Galilée découvre également les taches solaires et observe leur changement de forme. Il convient de noter que Galilée n’est pas le premier à observer les taches solaires, ni même à affirmer qu’elles ne sont pas des obstacles interposés entre nous et le Soleil, mais qu’elles appartiennent au corps même de l’astre. Au moins trois astronomes l’ont légèrement devancé : Thomas Harriot (1560-1621), Christophe Scheiner (1575-1650) et Johann Fabricius (1587-1615). Il est probable que la priorité des observations revienne à Harriot, mais Fabricius est le premier à publier et à donner une interprétation correcte du phénomène : la préface de son opuscule sur les taches solaires est datée du 13 juin 1611, et le livre est imprimé à l’automne de la même année ; puis viennent les Lettres sur les taches solaires de Scheiner, puis celle de Galilée, publiées en 1613.

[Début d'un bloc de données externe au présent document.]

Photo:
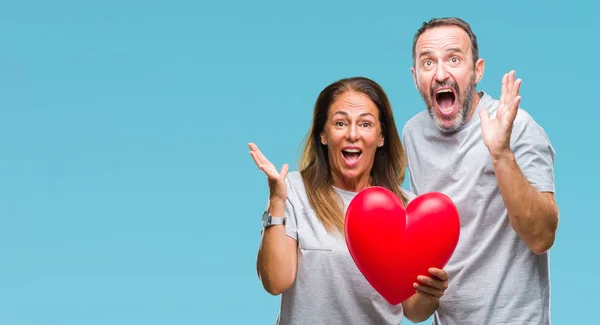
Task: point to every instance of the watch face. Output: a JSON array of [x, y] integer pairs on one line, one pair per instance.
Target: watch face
[[266, 218]]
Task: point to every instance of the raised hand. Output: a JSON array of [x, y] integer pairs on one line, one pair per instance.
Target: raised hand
[[496, 132], [276, 179]]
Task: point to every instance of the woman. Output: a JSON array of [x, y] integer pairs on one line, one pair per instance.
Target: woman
[[352, 144]]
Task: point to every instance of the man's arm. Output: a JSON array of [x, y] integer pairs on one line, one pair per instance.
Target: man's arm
[[533, 214]]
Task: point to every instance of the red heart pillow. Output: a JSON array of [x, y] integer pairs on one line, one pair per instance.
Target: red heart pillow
[[392, 245]]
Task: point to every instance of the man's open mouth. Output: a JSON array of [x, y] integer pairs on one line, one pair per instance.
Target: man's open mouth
[[445, 99], [351, 155]]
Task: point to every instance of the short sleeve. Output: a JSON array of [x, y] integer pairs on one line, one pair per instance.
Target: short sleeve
[[534, 153], [291, 225]]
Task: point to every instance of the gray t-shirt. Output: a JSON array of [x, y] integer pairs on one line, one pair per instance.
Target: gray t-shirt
[[328, 289], [494, 278]]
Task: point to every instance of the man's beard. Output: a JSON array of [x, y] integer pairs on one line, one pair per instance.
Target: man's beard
[[462, 114]]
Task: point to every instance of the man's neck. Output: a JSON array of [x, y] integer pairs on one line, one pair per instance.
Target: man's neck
[[474, 104]]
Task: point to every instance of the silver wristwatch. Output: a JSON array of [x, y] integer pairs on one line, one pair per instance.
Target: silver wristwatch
[[269, 220]]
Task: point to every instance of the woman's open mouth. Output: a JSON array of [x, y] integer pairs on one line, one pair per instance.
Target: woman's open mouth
[[351, 155], [445, 100]]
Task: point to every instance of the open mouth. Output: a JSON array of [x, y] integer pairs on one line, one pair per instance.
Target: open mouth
[[351, 155], [445, 99]]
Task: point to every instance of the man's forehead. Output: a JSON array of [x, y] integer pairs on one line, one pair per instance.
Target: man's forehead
[[443, 37]]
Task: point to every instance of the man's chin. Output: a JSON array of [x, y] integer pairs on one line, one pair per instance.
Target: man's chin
[[447, 123]]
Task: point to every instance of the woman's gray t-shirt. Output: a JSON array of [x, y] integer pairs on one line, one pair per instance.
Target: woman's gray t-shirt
[[329, 288]]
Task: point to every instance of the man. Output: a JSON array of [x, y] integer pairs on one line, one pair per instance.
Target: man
[[496, 163]]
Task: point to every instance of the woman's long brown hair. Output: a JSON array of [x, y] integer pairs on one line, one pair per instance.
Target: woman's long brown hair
[[390, 159]]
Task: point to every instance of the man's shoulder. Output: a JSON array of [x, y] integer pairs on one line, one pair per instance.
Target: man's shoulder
[[416, 122]]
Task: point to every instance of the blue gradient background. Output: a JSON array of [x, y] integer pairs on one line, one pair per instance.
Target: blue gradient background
[[127, 195]]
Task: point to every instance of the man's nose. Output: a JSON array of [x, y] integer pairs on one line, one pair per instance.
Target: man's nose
[[440, 73]]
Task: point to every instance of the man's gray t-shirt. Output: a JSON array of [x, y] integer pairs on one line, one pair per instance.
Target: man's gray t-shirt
[[328, 289], [494, 278]]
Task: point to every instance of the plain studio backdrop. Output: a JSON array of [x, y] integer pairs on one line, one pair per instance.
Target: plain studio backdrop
[[127, 194]]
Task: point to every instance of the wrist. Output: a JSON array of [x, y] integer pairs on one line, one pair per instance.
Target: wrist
[[502, 156], [276, 207]]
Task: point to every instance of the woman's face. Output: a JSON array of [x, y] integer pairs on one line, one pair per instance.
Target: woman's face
[[352, 134]]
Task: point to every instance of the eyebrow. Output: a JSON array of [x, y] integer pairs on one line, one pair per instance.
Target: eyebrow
[[451, 49], [346, 114]]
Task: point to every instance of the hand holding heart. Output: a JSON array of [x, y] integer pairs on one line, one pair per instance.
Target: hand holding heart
[[496, 132], [393, 246], [432, 288]]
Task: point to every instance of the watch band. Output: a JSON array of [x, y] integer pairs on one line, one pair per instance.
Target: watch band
[[269, 220]]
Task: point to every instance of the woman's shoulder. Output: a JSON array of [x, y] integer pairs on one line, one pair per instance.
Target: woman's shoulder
[[409, 195]]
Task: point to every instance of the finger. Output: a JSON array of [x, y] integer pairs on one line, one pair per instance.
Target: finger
[[428, 290], [517, 86], [268, 169], [433, 282], [440, 274], [255, 158], [284, 170], [261, 158], [510, 86], [503, 92], [484, 115]]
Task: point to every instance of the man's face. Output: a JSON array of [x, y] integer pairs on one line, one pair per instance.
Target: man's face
[[445, 75]]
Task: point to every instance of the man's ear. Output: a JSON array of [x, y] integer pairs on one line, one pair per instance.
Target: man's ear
[[415, 79], [479, 69]]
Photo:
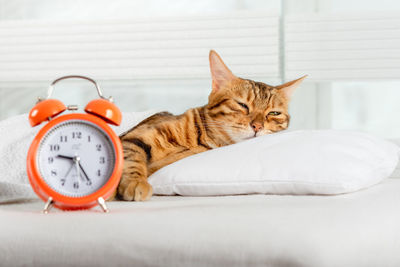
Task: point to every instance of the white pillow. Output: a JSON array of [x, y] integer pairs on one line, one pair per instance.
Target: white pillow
[[321, 162]]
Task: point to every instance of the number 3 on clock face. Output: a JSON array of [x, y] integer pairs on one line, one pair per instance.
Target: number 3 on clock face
[[76, 158]]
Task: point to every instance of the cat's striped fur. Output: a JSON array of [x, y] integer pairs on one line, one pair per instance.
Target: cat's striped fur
[[238, 109]]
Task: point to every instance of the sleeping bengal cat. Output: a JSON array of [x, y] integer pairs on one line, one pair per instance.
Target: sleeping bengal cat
[[237, 109]]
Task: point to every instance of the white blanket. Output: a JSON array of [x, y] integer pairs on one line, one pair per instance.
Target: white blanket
[[352, 230], [16, 136]]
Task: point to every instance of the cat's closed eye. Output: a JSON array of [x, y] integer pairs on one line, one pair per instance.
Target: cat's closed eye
[[274, 113], [243, 105]]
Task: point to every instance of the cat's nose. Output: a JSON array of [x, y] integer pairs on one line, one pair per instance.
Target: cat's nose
[[256, 126]]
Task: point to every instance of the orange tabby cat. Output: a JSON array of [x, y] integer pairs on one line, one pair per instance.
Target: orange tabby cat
[[237, 109]]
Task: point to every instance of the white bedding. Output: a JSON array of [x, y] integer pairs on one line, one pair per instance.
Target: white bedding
[[358, 229]]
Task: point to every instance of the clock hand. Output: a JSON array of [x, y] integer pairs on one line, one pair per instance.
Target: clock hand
[[86, 176], [65, 157], [69, 170], [76, 160]]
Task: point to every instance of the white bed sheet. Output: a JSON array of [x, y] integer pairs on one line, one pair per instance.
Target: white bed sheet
[[358, 229]]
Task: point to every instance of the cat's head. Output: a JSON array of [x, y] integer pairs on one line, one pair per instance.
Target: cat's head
[[245, 108]]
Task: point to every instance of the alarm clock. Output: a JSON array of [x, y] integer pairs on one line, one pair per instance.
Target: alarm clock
[[75, 161]]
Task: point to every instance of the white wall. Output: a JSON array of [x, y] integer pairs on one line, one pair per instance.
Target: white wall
[[317, 104]]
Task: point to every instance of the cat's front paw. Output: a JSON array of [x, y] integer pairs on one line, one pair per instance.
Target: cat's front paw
[[137, 190]]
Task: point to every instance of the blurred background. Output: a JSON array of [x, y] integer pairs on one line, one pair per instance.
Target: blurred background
[[153, 54]]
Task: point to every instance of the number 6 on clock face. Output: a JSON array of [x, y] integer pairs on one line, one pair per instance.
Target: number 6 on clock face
[[75, 158]]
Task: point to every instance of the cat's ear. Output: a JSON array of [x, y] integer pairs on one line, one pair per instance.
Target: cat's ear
[[219, 71], [288, 88]]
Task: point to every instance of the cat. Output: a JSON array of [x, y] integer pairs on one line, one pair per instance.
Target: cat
[[237, 109]]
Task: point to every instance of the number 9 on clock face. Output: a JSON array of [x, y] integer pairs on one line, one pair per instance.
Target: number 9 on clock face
[[76, 158]]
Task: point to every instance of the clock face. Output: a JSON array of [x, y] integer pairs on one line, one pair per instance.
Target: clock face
[[76, 158]]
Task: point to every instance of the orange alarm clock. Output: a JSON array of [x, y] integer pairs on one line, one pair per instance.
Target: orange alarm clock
[[75, 161]]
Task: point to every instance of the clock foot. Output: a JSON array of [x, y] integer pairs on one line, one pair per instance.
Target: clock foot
[[48, 205], [102, 204]]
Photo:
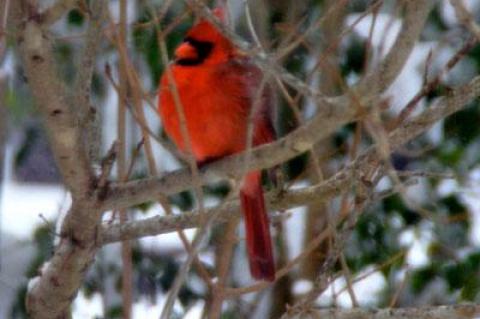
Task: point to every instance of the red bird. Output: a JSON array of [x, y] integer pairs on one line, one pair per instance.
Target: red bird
[[217, 87]]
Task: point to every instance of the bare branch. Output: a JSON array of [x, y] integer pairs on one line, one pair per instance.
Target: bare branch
[[465, 17], [381, 77], [53, 13], [326, 190], [329, 118]]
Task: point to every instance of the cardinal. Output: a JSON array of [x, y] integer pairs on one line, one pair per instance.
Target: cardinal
[[217, 88]]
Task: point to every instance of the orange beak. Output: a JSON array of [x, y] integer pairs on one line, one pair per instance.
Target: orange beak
[[186, 51]]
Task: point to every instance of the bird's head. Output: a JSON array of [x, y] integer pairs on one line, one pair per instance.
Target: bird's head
[[204, 44]]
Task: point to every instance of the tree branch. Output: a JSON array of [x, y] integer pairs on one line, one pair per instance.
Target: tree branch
[[51, 293], [340, 182], [439, 312], [333, 113]]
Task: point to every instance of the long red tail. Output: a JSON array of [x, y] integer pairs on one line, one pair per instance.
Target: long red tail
[[259, 242]]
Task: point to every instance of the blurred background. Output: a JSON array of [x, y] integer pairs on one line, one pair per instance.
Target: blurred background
[[418, 248]]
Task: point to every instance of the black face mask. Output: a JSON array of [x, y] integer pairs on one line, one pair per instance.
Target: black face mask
[[203, 48]]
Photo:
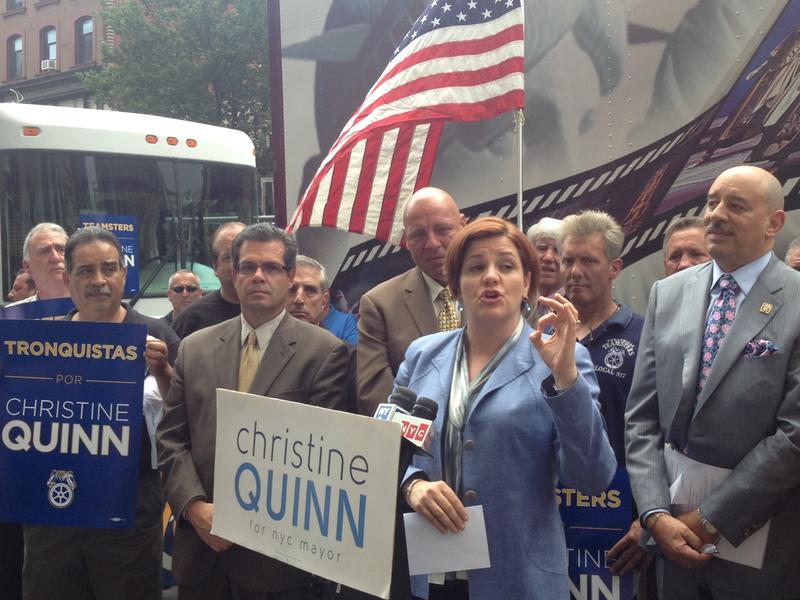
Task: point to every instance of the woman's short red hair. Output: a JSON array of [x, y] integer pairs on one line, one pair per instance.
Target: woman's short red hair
[[488, 227]]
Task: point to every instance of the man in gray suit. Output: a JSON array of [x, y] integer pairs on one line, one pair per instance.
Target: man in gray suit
[[295, 361], [718, 378], [396, 312]]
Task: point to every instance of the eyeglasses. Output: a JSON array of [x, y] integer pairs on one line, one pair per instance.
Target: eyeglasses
[[270, 269]]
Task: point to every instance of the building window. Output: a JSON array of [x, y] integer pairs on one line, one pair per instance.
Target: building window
[[14, 53], [84, 38], [48, 46]]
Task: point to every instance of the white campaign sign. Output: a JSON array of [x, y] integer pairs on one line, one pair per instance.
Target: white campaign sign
[[308, 486]]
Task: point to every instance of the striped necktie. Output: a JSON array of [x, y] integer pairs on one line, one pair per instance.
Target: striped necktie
[[719, 322], [448, 317], [248, 365]]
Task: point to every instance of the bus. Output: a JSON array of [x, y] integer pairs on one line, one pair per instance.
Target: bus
[[174, 181]]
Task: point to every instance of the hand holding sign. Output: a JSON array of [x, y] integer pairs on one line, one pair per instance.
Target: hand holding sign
[[156, 355], [201, 515]]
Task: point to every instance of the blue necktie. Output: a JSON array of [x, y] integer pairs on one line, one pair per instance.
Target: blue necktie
[[719, 321]]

Il n’en demeure pas moins que la rigueur et la clarté de la démonstration de la nature solaire des taches présentée par Galilée font des Lettres concernant les taches solaires un des meilleurs écrits du physicien. Galilée y prouve notamment que les taches ne peuvent être dues à des petites planètes (comme le pensait Scheiner) mais qu’elles sont sinon à la surface même du Soleil, en tout cas très près de celle-ci, comme on peut s’en convaincre en les observant accompagner le Soleil dans sa rotation, changer progressivement de forme s’amenuiser – par un effet de perspective - avant de disparaître derrière l’astre.

C’est dans ces Lettres que Galilée affiche pour la première fois par écrit ses convictions héliocentriqueshéliocentriques.

Une nouvelle fois, le monde céleste n’est pas immuable et connaît des changements, des évolutions. Aristote et les Écritures peuvent être mis en défaut. Rien ne s’oppose donc à l’adoption du système de Copernic.